= Jora Vision =

Dutch design company

Jora Vision is a Dutch designer and show builder for theme parks, zoos, family entertainment centres, tourist destinations and museums. Since the 1990s Jora Vision has been active in the design, development and construction of entertainment venues. The company is located in Rijnsburg and employs around 50 people.

==History==
Owner Jan-Maarten de Raad (1966) started a trade in dried flowers during the 1980s, later switching to artificial plants. The company added other elements to its portfolio, like artificial rocks, ponds and Roman arcs, and began to decorate entire venues rather than just selling decorative pieces. Jora provided plants, flowers and other decoration for swimming pools, hospitals and hotels. It imported most of its materials from Asia, but designed and manufactured some decorations in its own workshop as well.

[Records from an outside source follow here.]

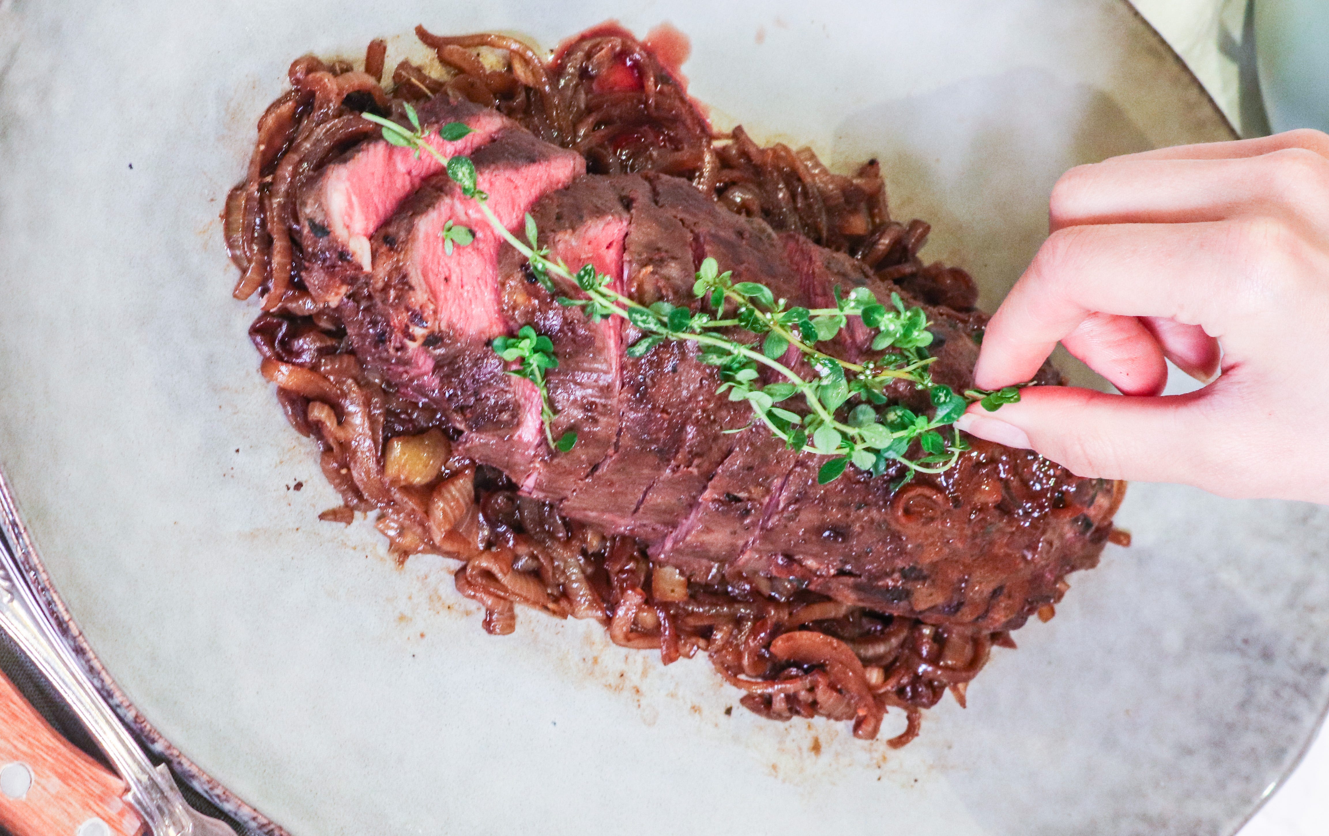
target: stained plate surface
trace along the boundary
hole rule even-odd
[[[1115,0],[0,7],[0,463],[124,694],[298,836],[1233,832],[1329,699],[1325,509],[1134,485],[1135,545],[900,752],[727,716],[704,662],[595,625],[485,635],[443,560],[316,521],[336,500],[255,373],[217,219],[286,65],[606,17],[688,33],[720,126],[878,157],[989,310],[1065,169],[1231,136]]]

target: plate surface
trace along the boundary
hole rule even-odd
[[[286,65],[611,16],[691,36],[722,128],[881,158],[989,310],[1065,169],[1231,138],[1116,0],[0,4],[0,463],[125,695],[296,835],[1236,831],[1329,700],[1326,509],[1134,485],[1135,545],[898,752],[727,716],[704,662],[597,625],[485,635],[445,561],[316,521],[338,501],[255,373],[217,221]]]

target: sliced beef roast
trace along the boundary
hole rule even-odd
[[[427,142],[444,157],[473,154],[516,122],[490,108],[436,96],[417,113]],[[439,128],[461,122],[470,133],[447,141]],[[369,237],[427,178],[443,170],[432,154],[384,140],[363,142],[328,165],[300,194],[306,284],[320,303],[335,304],[358,271],[372,268]]]
[[[837,286],[868,287],[884,304],[893,292],[918,303],[843,254],[716,207],[687,181],[578,178],[581,157],[520,129],[502,130],[472,158],[504,225],[516,229],[529,209],[554,258],[574,270],[593,264],[643,303],[696,310],[692,283],[704,258],[789,304],[832,307]],[[440,233],[449,222],[473,230],[474,242],[448,253]],[[751,411],[716,393],[718,372],[691,343],[629,358],[635,328],[558,304],[445,175],[424,179],[373,234],[371,262],[342,304],[361,359],[443,411],[465,455],[573,520],[643,540],[654,560],[695,579],[760,586],[781,577],[884,613],[1002,630],[1058,598],[1067,572],[1096,564],[1110,533],[1116,485],[982,441],[950,470],[900,489],[892,488],[905,473],[898,464],[881,477],[851,469],[819,485],[821,460],[750,427]],[[970,387],[983,316],[925,308],[933,376]],[[553,432],[578,433],[567,453],[545,441],[536,388],[508,375],[488,346],[525,324],[554,343]],[[828,350],[857,359],[869,344],[856,323]],[[1055,372],[1045,368],[1039,381],[1057,383]],[[930,407],[910,384],[888,393]]]

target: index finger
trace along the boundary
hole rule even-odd
[[[1114,223],[1053,233],[987,323],[975,385],[1033,379],[1057,343],[1095,312],[1170,318],[1221,335],[1247,292],[1235,268],[1237,229]]]
[[[1297,130],[1286,130],[1276,133],[1272,137],[1259,137],[1255,140],[1174,145],[1151,152],[1108,157],[1103,162],[1112,162],[1114,159],[1239,159],[1243,157],[1271,154],[1288,148],[1304,148],[1308,152],[1314,152],[1321,157],[1329,158],[1329,134],[1310,128],[1298,128]]]

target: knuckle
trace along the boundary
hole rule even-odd
[[[1030,264],[1031,271],[1043,282],[1071,275],[1071,271],[1084,259],[1092,229],[1067,226],[1049,235],[1043,246],[1038,249],[1038,254],[1034,255],[1034,262]]]
[[[1297,128],[1276,137],[1289,148],[1305,149],[1320,157],[1329,158],[1329,134],[1314,128]]]
[[[1247,300],[1267,298],[1301,275],[1304,246],[1300,233],[1282,218],[1264,215],[1235,222],[1228,255],[1241,266]]]
[[[1329,159],[1305,148],[1284,148],[1253,163],[1261,189],[1293,207],[1318,207],[1329,197]]]
[[[1086,163],[1075,166],[1057,179],[1047,202],[1047,217],[1053,229],[1080,213],[1084,190],[1095,178],[1095,166]]]

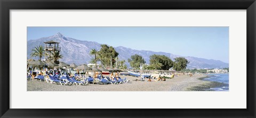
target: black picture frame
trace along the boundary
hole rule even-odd
[[[255,117],[255,0],[0,0],[0,8],[1,117]],[[246,10],[247,108],[140,110],[10,108],[9,11],[10,10],[41,9]]]

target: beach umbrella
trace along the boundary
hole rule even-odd
[[[27,61],[27,63],[28,65],[33,66],[35,61],[34,59],[28,59]]]
[[[35,67],[43,67],[45,66],[45,63],[43,62],[41,60],[36,60],[31,63],[31,65]]]
[[[114,68],[114,69],[116,71],[122,71],[122,70],[119,70],[119,69],[118,69],[116,67]]]
[[[63,67],[69,66],[69,65],[68,65],[63,62],[60,62],[60,63],[58,65],[59,67],[61,68]]]
[[[92,69],[89,67],[86,64],[83,64],[76,67],[75,69],[84,70],[84,70],[85,70],[85,72],[86,72],[87,70],[92,70]]]
[[[43,63],[41,60],[38,60],[31,62],[31,65],[34,67],[43,67],[45,66],[45,64]],[[38,68],[37,68],[38,69]],[[36,76],[37,76],[37,69],[36,69]]]
[[[108,69],[108,71],[114,71],[114,70],[111,68]]]
[[[98,69],[99,69],[99,70],[100,70],[102,71],[108,71],[108,70],[106,69],[102,68],[102,67],[99,68]]]
[[[76,68],[77,67],[77,65],[76,65],[76,64],[73,63],[71,63],[69,66],[70,67],[73,67],[73,68]]]
[[[46,65],[49,66],[49,67],[53,67],[54,66],[58,66],[58,65],[54,63],[54,62],[52,62],[51,61],[50,61],[50,62],[48,62],[46,63]]]

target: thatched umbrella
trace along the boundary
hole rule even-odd
[[[85,70],[85,72],[86,72],[87,70],[92,70],[92,69],[89,67],[86,64],[83,64],[76,67],[75,69],[77,70],[84,70],[84,70]]]
[[[122,70],[119,70],[119,69],[118,69],[117,68],[115,67],[114,68],[114,69],[116,71],[122,71]]]
[[[63,62],[60,62],[60,63],[59,63],[58,66],[59,66],[59,67],[63,67],[69,66],[69,65],[68,65]]]
[[[75,63],[71,63],[70,65],[69,66],[70,67],[73,67],[73,68],[76,68],[77,67],[77,65],[76,65]]]
[[[48,62],[46,63],[46,65],[49,66],[49,67],[54,67],[54,66],[58,66],[58,65],[54,63],[54,62],[52,62],[51,61],[50,61],[50,62]]]
[[[41,60],[39,60],[31,62],[31,65],[34,67],[38,68],[42,67],[44,66],[46,66],[44,62],[43,62]],[[37,76],[37,69],[36,70],[36,76]]]
[[[102,68],[102,67],[99,68],[98,69],[99,69],[99,70],[100,70],[102,71],[108,71],[108,70],[106,69]]]
[[[114,70],[113,69],[112,69],[112,68],[108,68],[108,71],[114,71]]]

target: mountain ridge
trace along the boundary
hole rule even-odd
[[[27,58],[31,58],[30,56],[32,49],[35,47],[39,45],[44,46],[43,42],[50,40],[60,42],[59,44],[59,46],[61,49],[60,53],[64,57],[63,59],[60,59],[60,61],[68,63],[75,63],[77,65],[85,63],[89,63],[91,60],[93,58],[93,56],[90,55],[90,51],[92,49],[95,49],[97,50],[100,50],[101,48],[100,45],[101,44],[95,41],[79,40],[72,38],[66,37],[61,33],[58,33],[53,35],[43,37],[38,39],[28,40],[27,46]],[[127,59],[130,58],[132,55],[135,54],[141,55],[143,57],[146,63],[149,63],[149,56],[156,54],[165,55],[170,58],[172,60],[177,57],[184,57],[190,62],[188,64],[187,68],[223,68],[228,67],[228,63],[223,62],[220,60],[207,59],[191,56],[181,56],[164,52],[134,50],[123,46],[118,46],[114,47],[114,48],[119,53],[118,58],[119,60],[125,60],[126,64],[129,64]]]

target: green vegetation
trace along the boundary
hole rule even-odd
[[[197,69],[196,68],[193,69],[186,69],[181,70],[181,71],[183,71],[185,72],[190,72],[190,73],[201,73],[201,74],[206,74],[207,72],[207,70],[206,69]]]
[[[127,69],[127,65],[125,63],[125,60],[123,60],[118,62],[118,65],[120,69]]]
[[[101,47],[101,48],[99,51],[98,56],[101,64],[105,67],[110,66],[113,67],[113,65],[116,62],[116,60],[113,59],[118,56],[118,53],[111,46],[108,47],[107,44],[102,44]]]
[[[94,56],[95,67],[97,68],[97,55],[98,55],[98,51],[95,49],[93,49],[92,50],[91,50],[91,51],[90,52],[90,54],[91,55],[94,55]]]
[[[183,57],[177,57],[174,59],[173,69],[177,71],[180,71],[186,69],[187,65],[189,63],[188,60]]]
[[[228,72],[229,72],[229,68],[223,68],[223,70],[228,70]]]
[[[38,57],[39,59],[41,60],[42,58],[44,56],[44,48],[41,46],[35,47],[34,49],[32,50],[32,53],[30,54],[31,57]]]
[[[135,69],[139,69],[141,65],[146,63],[142,57],[138,55],[131,56],[131,59],[128,59],[128,62],[131,66]]]
[[[164,55],[153,55],[150,57],[150,65],[148,69],[169,70],[172,67],[173,62]]]

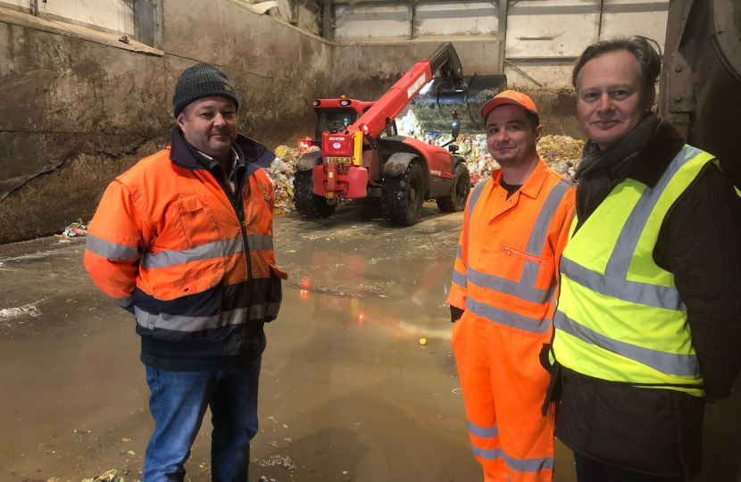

The company founded a design department and increased its theming efforts, which led to the company designing and building attractions of its own, or parts of them. In the Netherlands it has done work for the Efteling, Walibi Holland, Wildlands Adventure Zoo and Madurodam. In Europe Jora Vision has designed and built for Parc Astérix, Futuroscope, Walibi Belgium, Europa Park, Disneyland Paris and Kolmården Wildlife Park. Currently the Chinese market is as much a focus for the company as is Europe.

Jora Vision changed its name to saD B.V. a matter of days before declaring insolvency during the Wildlands project in Emmen, Netherland. The company owed around 300 000 euro to 16 companies and a number of self-employed independent contractors.

==Awards==
The Themed Entertainment Association has distinguished the work of Jora Vision in its Thea award for outstanding achievements, in 2010, 2012, 2015 and 2016.